## Quantum Feature Selection for ML

A hybrid quantum computing-based approach for optimal feature selection in machine learning.

Quantum Feature Selecton is hyrbid quantum computing approach to optimize feature selection in artificial intelligence/machine learning (AI/ML) model training and prediction. This solution approaches feature selection as an optimization problem and selects the most critical variables and eliminates the redundant and irrelevant ones. The solution increases the predictive power of machine learning applications, decreases over-fitting and reduces training time. 

This sample notebook shows you how to use quantum feature selection algorithm from AWS Marketplace.

> **Note**: This is a reference notebook and it cannot run unless you make changes suggested in the notebook.

#### Pre-requisites:
1. **Note**: This notebook contains elements which render correctly in Jupyter interface. Open this notebook from an Amazon SageMaker Notebook Instance or Amazon SageMaker Studio.
1. Ensure that IAM role used has **AmazonSageMakerFullAccess**
1. Some hands-on experience using [Amazon SageMaker](https://aws.amazon.com/sagemaker/).
1. To use this algorithm successfully, ensure that:
    1. Either your IAM role has these three permissions and you have authority to make AWS Marketplace subscriptions in the AWS account used: 
        1. **aws-marketplace:ViewSubscriptions**
        1. **aws-marketplace:Unsubscribe**
        1. **aws-marketplace:Subscribe**  
    2. or your AWS account has a subscription to For Seller to update: ML Robustness: Poison attack on images. 

#### Contents:
1. [Subscribe to the algorithm](#1.-Subscribe-to-the-algorithm)
1. [Prepare dataset](#2.-Prepare-dataset)
	1. [Dataset format expected by the algorithm](#A.-Dataset-format-expected-by-the-algorithm)
	1. [Configure dataset](#B.-Configure-dataset)
	1. [Upload datasets to Amazon S3](#C.-Upload-datasets-to-Amazon-S3)
1. [Execute the training process](#3.-Execute-the-training-process)
	1. [Set up environment](#3.1-Set-up-environment)
	1. [Execute model](#3.2-Execute-model)
    1. [Visualize Output](#3.3-Inspect-the-Output-in-S3)
1. [Clean-up](#4.-Clean-up)
	1. [Unsubscribe to the listing (optional)](#Unsubscribe-to-the-listing-(optional))


#### Usage instructions
You can run this notebook one cell at a time (By using Shift+Enter for running a cell).

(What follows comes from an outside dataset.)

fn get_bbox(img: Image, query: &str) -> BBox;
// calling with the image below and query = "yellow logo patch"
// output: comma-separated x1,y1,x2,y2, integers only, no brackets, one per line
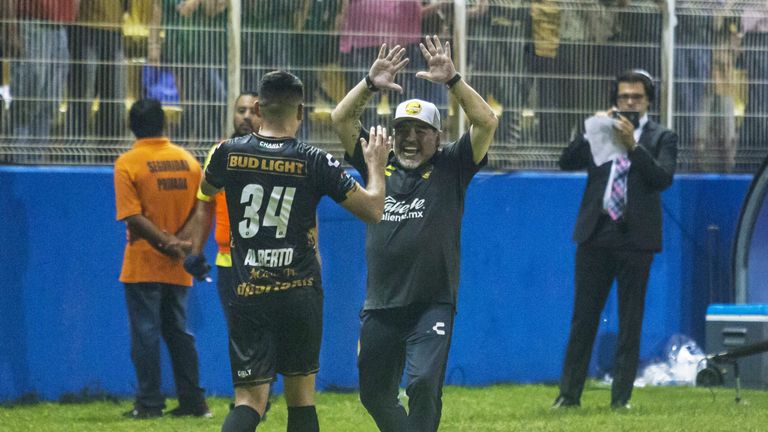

### 1. Subscribe to the algorithm

To subscribe to the algorithm:
1. Open the algorithm listing page **Quantum Feature Selection for Machine Learning**
1. On the AWS Marketplace listing,  click on **Continue to subscribe** button.
1. On the **Subscribe to this software** page, review and click on **"Accept Offer"** if you agree with EULA, pricing, and support terms. 
1. Once you click on **Continue to configuration button** and then choose a **region**, you will see a **Product Arn**. This is the algorithm ARN that you need to specify while training a custom ML model. Copy the ARN corresponding to your region and specify the same in the following cell.

In [1]:
algo_arn = ""

### 2. Prepare dataset

In [2]:
import os
import json 
import uuid
import boto3
import pickle
import base64
import tarfile
from pprint import pprint

import numpy as np
import pandas as pd

import urllib.request
from urllib.parse import urlparse

import sagemaker as sage
from sagemaker import ModelPackage
from sagemaker import get_execution_role

#### A. Dataset format expected by the algorithm

The algorithm requires data in the format as described for best results:
* Input File name should be input.zip
* The input data files must contain a csv and json file, input.csv and input_config.json respectively.
* For detailed instructions, please refer sample input and algorithm input details.

#### B. Configure dataset

Instructions

    Supported content types: 'zip' file only with file name 'input.zip'.The zip file includes two files with following name and information.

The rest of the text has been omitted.